Abstract
To determine if individual LGN cells are sensitive enough to account for cat dim-light vision, the contrast sensitivity of single cells and behavioral contrast sensitivity were measured at adaptation levels from the lowest scotopic to the mid-mesopic. Cats were trained to fixate a centrally-presented laser spot, to make saccades to Gabor functions appearing 8 deg to the right or left, and to ignore patches of uniform sine gratings. Temporal frequency was 4 Hz for both Gabor functions (SD = 1.5 deg) and extended sine gratings (15×15 deg), and both were upward drifting. Behavioral contrast sensitivity was determined with a staircase procedure, and psychometric functions derived for 0, 1/8, 1/4, 1/2, 1, 2 and 4 cyc/deg at adaptation levels spanning 8 log units above absolute luminance threshold.

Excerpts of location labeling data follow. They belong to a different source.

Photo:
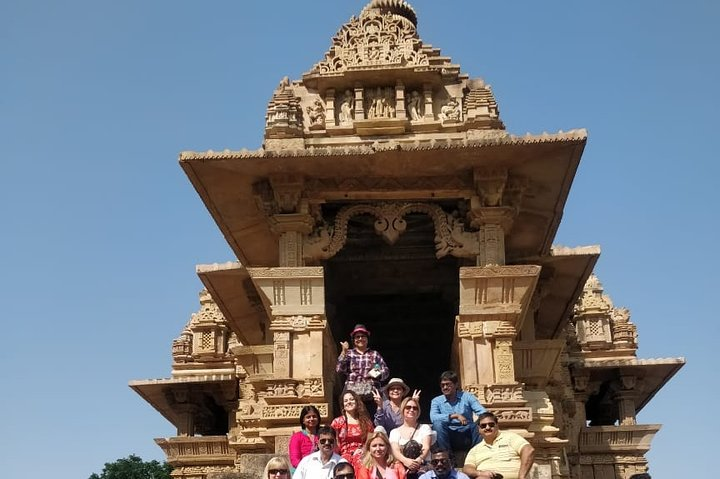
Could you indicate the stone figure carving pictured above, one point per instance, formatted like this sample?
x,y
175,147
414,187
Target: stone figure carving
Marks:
x,y
316,112
381,103
374,39
346,109
450,111
414,106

Single cells were isolated at mesopic levels, and characterized as X or Y with counterphasing gratings. The cats were dark adapted, and spikes evoked by drifting sine gratings of spatial frequency 1/8, 2 and 4 cyc/deg were recorded at increasing levels of adaptation. Signal detection theory was used to estimate thresholds from the mean firing rate (F0) and first harmonic (F1). We find that the most sensitive LGN cells can account for the observed behavior under all conditions tested - i.e., there is no need to invoke post-thalamic averaging across a large population of cells at these adaptation levels or spatial frequencies. For F1 responses, behavioral sensitivity for 1/8 cyc/deg closely matched the most sensitive Y cells, whereas for 2 cyc/deg, the most sensitive X cells were as sensitive as the cat. For 1/8 cyc/deg in the scotopic range, Y cells were approximately 1 log unit more sensitive than X cells over a wide range of contrasts. Cats performed above chance at 4 cyc/deg, with contrast thresholds of about 75% for luminance levels above 1 cat troland. Surprisingly, this behavior appears to be supported not by X cells, but by the F0 response of Y cells. Supported by NIH EY02695.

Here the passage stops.